BOB passes away, leaving a de facto spouse, Michelle and two adult children, Tina and Chris.
Bob's will appoints his children as executors. The will grants Michelle the right to reside in Bob's house until she "may marry or enter into a de facto relationship" provided she pays all rates, taxes and insurance and keeps the property in reasonable repair.
Michelle also receives the sum of $15,000 and Tina and Chris receive the balance of his $1 million estate, consisting of a number of parcels of real estate and $200,000 in cash.
Michelle is concerned that if she needs to move out of Bob's house, she will not have the funds to comfortably relocate. She is also aware that she may need to acquire an interest in a retirement home and that Bob's will makes no provision for her in this regard.

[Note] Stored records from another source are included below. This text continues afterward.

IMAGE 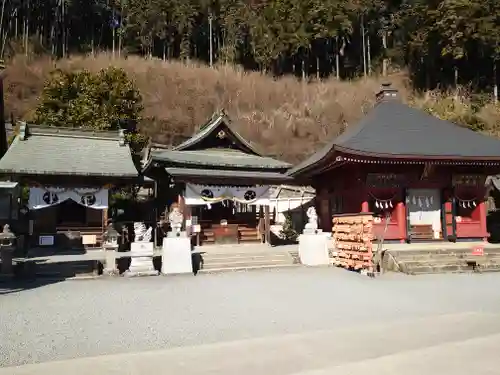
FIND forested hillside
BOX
[0,1,499,161]
[1,0,498,91]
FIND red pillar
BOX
[361,201,369,212]
[478,199,488,241]
[396,202,406,243]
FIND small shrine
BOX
[289,84,500,243]
[143,110,292,246]
[0,123,145,250]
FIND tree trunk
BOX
[494,61,498,104]
[367,34,371,76]
[335,36,340,80]
[0,0,6,50]
[361,14,367,77]
[14,8,18,39]
[382,31,388,77]
[112,27,115,59]
[316,56,320,80]
[118,31,122,58]
[62,0,65,58]
[208,14,213,67]
[23,0,29,57]
[301,49,306,81]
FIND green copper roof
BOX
[0,124,139,177]
[152,148,291,170]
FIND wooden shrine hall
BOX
[0,124,146,250]
[289,84,500,243]
[142,110,292,245]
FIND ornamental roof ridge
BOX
[18,123,124,141]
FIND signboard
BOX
[366,173,405,188]
[39,235,54,246]
[452,174,485,187]
[82,235,97,245]
[193,224,201,233]
[471,245,484,256]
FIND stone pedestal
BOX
[126,242,158,277]
[161,233,193,275]
[103,246,118,275]
[0,248,14,276]
[298,233,329,266]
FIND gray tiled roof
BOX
[165,167,292,182]
[0,125,139,177]
[290,100,500,176]
[153,149,291,170]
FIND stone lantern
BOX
[103,223,120,249]
[0,224,16,276]
[102,222,120,275]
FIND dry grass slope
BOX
[4,53,499,163]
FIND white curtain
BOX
[407,189,442,232]
[29,187,109,210]
[185,184,270,206]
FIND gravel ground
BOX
[1,268,500,368]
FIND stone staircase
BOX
[380,245,500,275]
[201,227,261,245]
[198,245,298,273]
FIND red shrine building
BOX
[289,84,500,243]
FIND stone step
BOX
[399,258,500,267]
[383,248,500,258]
[202,257,292,268]
[202,252,291,260]
[199,263,300,274]
[391,252,500,260]
[405,264,500,275]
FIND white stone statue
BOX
[168,204,184,234]
[304,206,318,230]
[133,222,152,242]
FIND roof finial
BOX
[376,82,399,102]
[19,121,27,141]
[118,128,126,146]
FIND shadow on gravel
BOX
[0,277,66,296]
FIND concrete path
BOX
[2,311,500,375]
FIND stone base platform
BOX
[379,242,500,274]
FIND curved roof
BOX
[0,125,139,177]
[289,97,500,177]
[152,149,291,170]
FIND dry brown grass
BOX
[4,53,498,163]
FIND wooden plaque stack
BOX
[332,213,373,273]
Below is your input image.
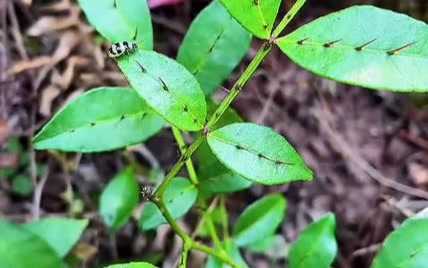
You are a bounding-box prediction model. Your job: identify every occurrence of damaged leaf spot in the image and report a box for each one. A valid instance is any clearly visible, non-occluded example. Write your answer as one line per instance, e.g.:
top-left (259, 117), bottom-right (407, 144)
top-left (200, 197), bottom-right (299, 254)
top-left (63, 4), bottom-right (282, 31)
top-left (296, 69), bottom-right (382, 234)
top-left (355, 38), bottom-right (377, 52)
top-left (387, 42), bottom-right (416, 56)
top-left (323, 39), bottom-right (341, 48)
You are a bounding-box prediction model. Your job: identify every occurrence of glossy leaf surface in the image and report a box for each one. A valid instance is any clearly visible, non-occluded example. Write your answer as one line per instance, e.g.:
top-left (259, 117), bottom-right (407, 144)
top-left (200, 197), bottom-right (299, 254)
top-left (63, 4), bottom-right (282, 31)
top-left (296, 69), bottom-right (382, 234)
top-left (219, 0), bottom-right (281, 39)
top-left (23, 217), bottom-right (88, 258)
top-left (117, 50), bottom-right (206, 131)
top-left (33, 87), bottom-right (165, 152)
top-left (371, 218), bottom-right (428, 268)
top-left (233, 194), bottom-right (286, 247)
top-left (78, 0), bottom-right (153, 49)
top-left (289, 213), bottom-right (337, 268)
top-left (207, 123), bottom-right (313, 185)
top-left (177, 0), bottom-right (252, 95)
top-left (277, 6), bottom-right (428, 92)
top-left (0, 220), bottom-right (67, 268)
top-left (100, 167), bottom-right (140, 231)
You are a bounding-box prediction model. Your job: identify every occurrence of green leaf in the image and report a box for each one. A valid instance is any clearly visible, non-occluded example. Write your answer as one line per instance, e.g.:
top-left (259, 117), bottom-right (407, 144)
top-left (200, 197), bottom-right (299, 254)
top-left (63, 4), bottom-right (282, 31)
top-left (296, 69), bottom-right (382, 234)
top-left (117, 50), bottom-right (206, 131)
top-left (288, 213), bottom-right (337, 268)
top-left (22, 217), bottom-right (88, 258)
top-left (100, 167), bottom-right (139, 231)
top-left (197, 140), bottom-right (251, 196)
top-left (219, 0), bottom-right (280, 39)
top-left (277, 5), bottom-right (428, 93)
top-left (78, 0), bottom-right (153, 49)
top-left (0, 220), bottom-right (67, 268)
top-left (246, 235), bottom-right (277, 253)
top-left (205, 241), bottom-right (248, 268)
top-left (139, 177), bottom-right (197, 230)
top-left (198, 206), bottom-right (227, 238)
top-left (207, 123), bottom-right (313, 185)
top-left (104, 262), bottom-right (158, 268)
top-left (177, 0), bottom-right (252, 95)
top-left (196, 100), bottom-right (250, 195)
top-left (33, 87), bottom-right (165, 152)
top-left (371, 218), bottom-right (428, 268)
top-left (233, 194), bottom-right (286, 247)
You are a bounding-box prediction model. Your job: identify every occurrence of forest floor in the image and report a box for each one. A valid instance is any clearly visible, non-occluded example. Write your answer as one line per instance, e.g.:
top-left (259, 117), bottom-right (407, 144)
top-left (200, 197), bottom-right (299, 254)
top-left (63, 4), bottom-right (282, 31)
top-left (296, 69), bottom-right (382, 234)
top-left (1, 0), bottom-right (428, 267)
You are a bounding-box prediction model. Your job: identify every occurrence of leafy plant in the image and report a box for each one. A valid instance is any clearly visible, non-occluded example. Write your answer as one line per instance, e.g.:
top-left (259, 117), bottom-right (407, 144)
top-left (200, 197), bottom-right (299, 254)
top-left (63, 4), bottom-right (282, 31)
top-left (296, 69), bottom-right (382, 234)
top-left (24, 0), bottom-right (428, 267)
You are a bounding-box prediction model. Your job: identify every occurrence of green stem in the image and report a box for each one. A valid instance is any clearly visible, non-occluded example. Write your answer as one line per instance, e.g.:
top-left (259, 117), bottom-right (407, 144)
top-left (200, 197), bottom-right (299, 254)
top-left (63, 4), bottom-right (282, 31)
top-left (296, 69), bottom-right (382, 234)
top-left (172, 127), bottom-right (224, 252)
top-left (191, 241), bottom-right (241, 268)
top-left (205, 42), bottom-right (271, 130)
top-left (220, 196), bottom-right (230, 241)
top-left (152, 198), bottom-right (240, 267)
top-left (202, 200), bottom-right (223, 250)
top-left (151, 197), bottom-right (191, 242)
top-left (179, 243), bottom-right (191, 268)
top-left (171, 127), bottom-right (198, 185)
top-left (271, 0), bottom-right (307, 39)
top-left (151, 6), bottom-right (306, 266)
top-left (155, 136), bottom-right (204, 197)
top-left (155, 42), bottom-right (271, 198)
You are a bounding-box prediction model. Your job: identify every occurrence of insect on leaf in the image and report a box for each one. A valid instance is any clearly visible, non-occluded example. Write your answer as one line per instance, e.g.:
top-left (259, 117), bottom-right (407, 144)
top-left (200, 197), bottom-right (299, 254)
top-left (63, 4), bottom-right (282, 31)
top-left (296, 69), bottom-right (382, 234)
top-left (117, 50), bottom-right (207, 131)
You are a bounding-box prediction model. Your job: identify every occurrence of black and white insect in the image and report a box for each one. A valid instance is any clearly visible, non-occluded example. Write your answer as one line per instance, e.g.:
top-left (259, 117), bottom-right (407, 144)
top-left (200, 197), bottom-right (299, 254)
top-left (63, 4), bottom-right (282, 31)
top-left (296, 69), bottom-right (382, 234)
top-left (107, 41), bottom-right (138, 58)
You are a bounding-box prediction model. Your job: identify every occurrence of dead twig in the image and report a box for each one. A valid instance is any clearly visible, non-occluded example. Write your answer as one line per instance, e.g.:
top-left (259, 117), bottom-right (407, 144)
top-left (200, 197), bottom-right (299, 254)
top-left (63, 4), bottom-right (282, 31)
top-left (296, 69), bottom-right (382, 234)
top-left (351, 243), bottom-right (381, 257)
top-left (314, 111), bottom-right (428, 200)
top-left (32, 168), bottom-right (49, 220)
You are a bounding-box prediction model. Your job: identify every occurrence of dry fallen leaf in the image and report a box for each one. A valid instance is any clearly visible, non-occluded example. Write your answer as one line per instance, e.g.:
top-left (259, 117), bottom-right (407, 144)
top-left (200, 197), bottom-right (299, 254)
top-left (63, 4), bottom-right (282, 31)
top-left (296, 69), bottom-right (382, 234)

Michelle is also concerned about what would happen to her if she entered into another relationship.
Michelle commences court action, claiming that the provision that she receives from Bob's estate is not "proper and adequate".
The court recognises that Michelle and Bob had been in a relationship for around 30 years, that Michelle had a life expectancy of a further 20 years and that her relationship with Bob's children was a hostile one.
The court ultimately orders that Michelle receives the house "outright" and the sum of $40,000. The court also takes the creative approach of awarding Michelle an additional $120,000 by way of a loan from the estate, repayable upon her death and secured against the house or any other interests in property that Michelle may have in the future.